お国自慢

 

 
 昔、伊勢の人と、美濃の人と、三河の人と、大津の人とが旅先で同じ宿屋へ泊った。

 伊勢の人が

「伊勢の天照皇太神宮様には、八十末社という沢山のお宮があるが、

一里四方へ枝を広げた大木があって、八十末社は皆その大木の枝の下にある」
と云った。

 すると美濃の人が

 「それは珍しい話だが、美濃の國には一里四方へ広がるような大きい牛の皮がある」と云った。

 大津の人も負けん気になって

 「(わし)の國には一里四方へ(つる)を延ばした自然薯(じねんじょ)がある」と云い出した。

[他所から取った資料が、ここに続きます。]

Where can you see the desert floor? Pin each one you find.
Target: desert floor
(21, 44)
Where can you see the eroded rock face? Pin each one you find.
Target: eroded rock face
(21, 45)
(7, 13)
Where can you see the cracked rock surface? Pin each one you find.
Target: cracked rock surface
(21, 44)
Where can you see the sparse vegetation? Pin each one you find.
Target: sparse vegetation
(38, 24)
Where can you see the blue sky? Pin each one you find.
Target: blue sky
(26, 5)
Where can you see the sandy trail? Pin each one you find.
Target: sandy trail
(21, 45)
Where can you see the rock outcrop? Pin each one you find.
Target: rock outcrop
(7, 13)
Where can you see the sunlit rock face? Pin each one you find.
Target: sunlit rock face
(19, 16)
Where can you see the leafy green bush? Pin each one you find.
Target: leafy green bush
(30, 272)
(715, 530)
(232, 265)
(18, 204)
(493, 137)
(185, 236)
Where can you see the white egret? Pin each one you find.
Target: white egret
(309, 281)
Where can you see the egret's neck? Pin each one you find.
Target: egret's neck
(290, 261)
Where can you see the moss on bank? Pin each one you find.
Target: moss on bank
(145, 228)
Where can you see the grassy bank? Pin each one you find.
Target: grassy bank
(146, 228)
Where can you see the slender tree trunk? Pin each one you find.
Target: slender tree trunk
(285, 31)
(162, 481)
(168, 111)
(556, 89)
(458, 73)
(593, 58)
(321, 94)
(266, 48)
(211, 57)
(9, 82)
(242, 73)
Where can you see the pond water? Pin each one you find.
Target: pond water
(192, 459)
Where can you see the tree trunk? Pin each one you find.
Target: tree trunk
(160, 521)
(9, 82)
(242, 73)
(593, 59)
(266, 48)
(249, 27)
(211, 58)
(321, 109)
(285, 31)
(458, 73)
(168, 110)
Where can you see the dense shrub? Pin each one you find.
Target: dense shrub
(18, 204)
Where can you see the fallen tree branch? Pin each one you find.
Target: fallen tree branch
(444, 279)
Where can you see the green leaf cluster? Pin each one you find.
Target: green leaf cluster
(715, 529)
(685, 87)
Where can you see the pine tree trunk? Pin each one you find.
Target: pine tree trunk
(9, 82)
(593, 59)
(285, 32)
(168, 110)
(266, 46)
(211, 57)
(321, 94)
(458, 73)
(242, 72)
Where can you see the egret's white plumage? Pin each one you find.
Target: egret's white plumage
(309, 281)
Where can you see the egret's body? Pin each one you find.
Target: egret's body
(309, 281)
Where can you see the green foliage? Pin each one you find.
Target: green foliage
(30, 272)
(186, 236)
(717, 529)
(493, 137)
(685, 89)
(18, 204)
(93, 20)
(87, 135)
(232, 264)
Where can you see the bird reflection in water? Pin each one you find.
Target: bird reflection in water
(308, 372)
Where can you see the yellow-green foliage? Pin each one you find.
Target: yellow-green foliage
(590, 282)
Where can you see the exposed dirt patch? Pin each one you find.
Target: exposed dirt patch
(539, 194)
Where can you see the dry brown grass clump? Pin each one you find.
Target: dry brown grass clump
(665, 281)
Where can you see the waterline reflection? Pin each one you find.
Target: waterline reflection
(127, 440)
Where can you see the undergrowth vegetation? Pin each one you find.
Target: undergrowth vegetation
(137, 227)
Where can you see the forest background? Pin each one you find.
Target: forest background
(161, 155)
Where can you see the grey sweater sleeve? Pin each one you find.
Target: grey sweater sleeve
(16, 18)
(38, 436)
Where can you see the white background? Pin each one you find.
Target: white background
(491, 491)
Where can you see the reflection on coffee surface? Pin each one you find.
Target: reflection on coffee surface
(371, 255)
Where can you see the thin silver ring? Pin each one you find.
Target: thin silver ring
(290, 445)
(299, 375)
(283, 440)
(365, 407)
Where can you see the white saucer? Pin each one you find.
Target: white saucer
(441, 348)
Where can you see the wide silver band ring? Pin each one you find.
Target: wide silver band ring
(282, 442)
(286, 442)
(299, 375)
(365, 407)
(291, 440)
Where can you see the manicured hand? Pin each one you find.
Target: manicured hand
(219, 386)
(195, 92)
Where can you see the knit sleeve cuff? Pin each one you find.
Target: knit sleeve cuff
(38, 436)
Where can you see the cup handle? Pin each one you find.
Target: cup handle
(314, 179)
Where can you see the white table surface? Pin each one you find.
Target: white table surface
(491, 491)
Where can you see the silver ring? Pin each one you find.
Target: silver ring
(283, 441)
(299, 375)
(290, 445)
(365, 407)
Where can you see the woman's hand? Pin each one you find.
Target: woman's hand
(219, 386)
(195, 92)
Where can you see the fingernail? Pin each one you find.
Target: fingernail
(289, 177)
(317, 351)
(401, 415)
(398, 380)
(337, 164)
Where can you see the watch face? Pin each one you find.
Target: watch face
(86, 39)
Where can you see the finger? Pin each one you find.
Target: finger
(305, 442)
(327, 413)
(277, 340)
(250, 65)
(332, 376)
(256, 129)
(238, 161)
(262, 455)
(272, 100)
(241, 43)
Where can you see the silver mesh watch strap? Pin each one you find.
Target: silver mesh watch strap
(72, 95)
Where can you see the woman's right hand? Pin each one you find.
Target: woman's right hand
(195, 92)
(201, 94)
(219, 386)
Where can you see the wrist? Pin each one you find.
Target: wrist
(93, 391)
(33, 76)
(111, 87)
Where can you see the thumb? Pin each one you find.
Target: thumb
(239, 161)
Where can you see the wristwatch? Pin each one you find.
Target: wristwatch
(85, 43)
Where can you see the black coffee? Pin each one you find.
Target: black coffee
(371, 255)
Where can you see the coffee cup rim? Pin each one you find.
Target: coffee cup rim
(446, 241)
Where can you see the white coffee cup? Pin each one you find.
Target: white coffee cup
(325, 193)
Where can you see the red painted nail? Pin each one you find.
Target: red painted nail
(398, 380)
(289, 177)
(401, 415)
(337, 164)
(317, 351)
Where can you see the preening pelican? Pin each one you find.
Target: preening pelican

それまで黙って(みんな)の話を聞いて居った三河の人が、

(わし)の國にはとても大きい太鼓がある。

その胴は伊勢の國の一里四方へ枝を広げた大木で造り、皮は美濃の國の一里四方に広がる

牛の皮で張り、緒締(おじ)めは大津の一里四方へ延びた自然薯の蔓で締めてある、

そうしてこれを叩くと八十末社へ鳴りひびく」と云ったので、

今まで自慢をしていた人達はけっこう負けてしまった。